For the third year in a row, I’ve been attending Web Summit in Dublin early November. In 2012, around 6’000 people attended the event, which made it already the biggest tech event in Europe. It has become much bigger (and according to its founder, Paddy Cosgrave, « it can, it will be even bigger next year »), to reach 22’000 people. Around 2’200 (!) startups over 3 days had a booth in the startup village (it’s even more « The Grand Bazaar of startups » than last year), of which 10% had a chance to pitch on one of the 3-4 dedicated stages. Among all these startups were a lot of Swiss startups (but « who cares? Shouldn’t be a startup global citizenship from day 1 »?), like WiCard, Unono, Bookbedder, Prodibi, Fitaborate, iRewind, Swispon Corp, PrYv, mobino, Konduko, Shoreli, etc. And probably a lot more that I’ve missed (if you were there and I haven’t mentioned you – please add your startup in the comments)! I’m curious to listen to all feedbacks about the effectiveness of having a booth. What I’ve heard and seen is that it’s even more complicate to stand out of the crowd there. Some founders I’ve talked to told me they were extremely disappointed.
As well as there were mourn 600 investors announced at the event, many startups haven’t met any one at their booth. According to my discussions with investors, it seems that there are 2 philosophies for investors to being there:
- one part thinks that it is their responsibility as investors to be present and meet startups. Even if that’s quite a hard job to listen to dozen of pitches, get « hunted » and meet hundreds of entrepreneurs. But finally… is it really that hard? Do you think that being an entrepreneur is an easy job?
- the other part doesn’t even go in the startup alleys, or hide the colored line of their badge (red one was investor one), just show up for the meetings they had planned before and stay with other investors in « hidden places » (more on this in my next post!). A shame? Scandalous? I let you decide, but I’m sure everybody can also understand it (even if we, entrepreneurs, would love to be hunted by people – it’s not exactly what happens when you’re building a startup!).
It is hard to give a proportion regarding these 2 categories. But I think ⅓ – ⅔ seems to be close to the reality. And even if all investors were visiting the booths, I’m not sure that it is the most effective way for startups. among all the pitches they hear, all people they meet, how can they remember you? You can have a good pitch, but odds are high that they won’t remember you anyway…
IMHO, Web Summit is doing such a great marketing job that entrepreneurs have too much hopes toward the ROI they can make out of it. Management of expectations. My best advice to startups applying next year: don’t put too much hopes on the effectiveness of having a booth. It’s a good way to practice your pitch hundred times a day. And you’ll see that your pitch will probably evolve a bit… It’s a great way to receive feedbacks from many (random! Not especially investors) people. It’s also cool to be there if you’re a young team, that can help you solidify your team and your team spirit. But don’t expect having Peter Thiel or Dave McClure stopping by at your booth and sign you a check ;-)!

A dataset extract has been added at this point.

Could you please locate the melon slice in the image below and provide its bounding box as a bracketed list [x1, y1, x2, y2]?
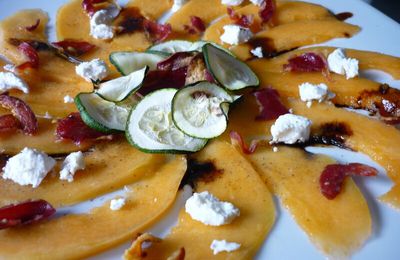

This year, Web Summit had also many different stages (Build, START, Marketing, Enterprise, Sports, Music, Main Stage). So you were able to attend a really wide range of different topics and every stage had great presenter. For instance, on the Sports stage, WebSummit had the successful football player Rio Ferdinand or Manchester United Manager Richard Arnold. Or Head of digital of Beyonce, Lauren Wirtzer, or Adele’s manager Jonathan Dickins. Amazing… And there were even superstars Bono or Eva Longoria! Unfortunately, neither Bono or Eva were accessible (and you know that I normally find my way to the people I want to meet!). But I can understand it, there are big superstars, finally…
For me, Web Summit was finally great. I’ve found my way to meet people I wanted and other smart people. Even if I think that too big makes it less effective. The most frustrating point was that now, the event is not completely at the same place (10min walk from main to marketing/sport&music stage). Food Summit (the place were people eat) was also 10min farer away. In a beautiful park, but you were losing almost 1h from the main stage to go eating. However, it was impressive to see the logistics at work. 22’000 people eating in less than 2 hours. And you had only 5-7 minutes to wait to grab your food! Even McDonalds is not always that effective! Congratulations for this, too.
And here are my 3 final take-aways from WebSummit 2014:
- We can all learn a lot from Web Summit. If someone knows how to market an event, it’s Web Summit! They are master of growth hacking… Of course, they are probably emailing too much. I’ve discovered that they are more than just an event organizer: they are a real startup, developing a software product to improve the quality of events and to match people adequately;
- The biggest challenge you have during such a conference is to « filter the noise ». What do I mean? First, you see a lot of different startups, many of which are just nice projects and probably without a real business behind (not criticizing, it’s cool!). You also meet a lot of people who promise you a lot of things, but not even make any follow-up. You hear a lot of different comments on your project, and you have to decide which to keep and to adapt;
- The atmosphere of such a big conference is extremely energizing and tiring at the same time!
What were your impressions of WebSummit 2014?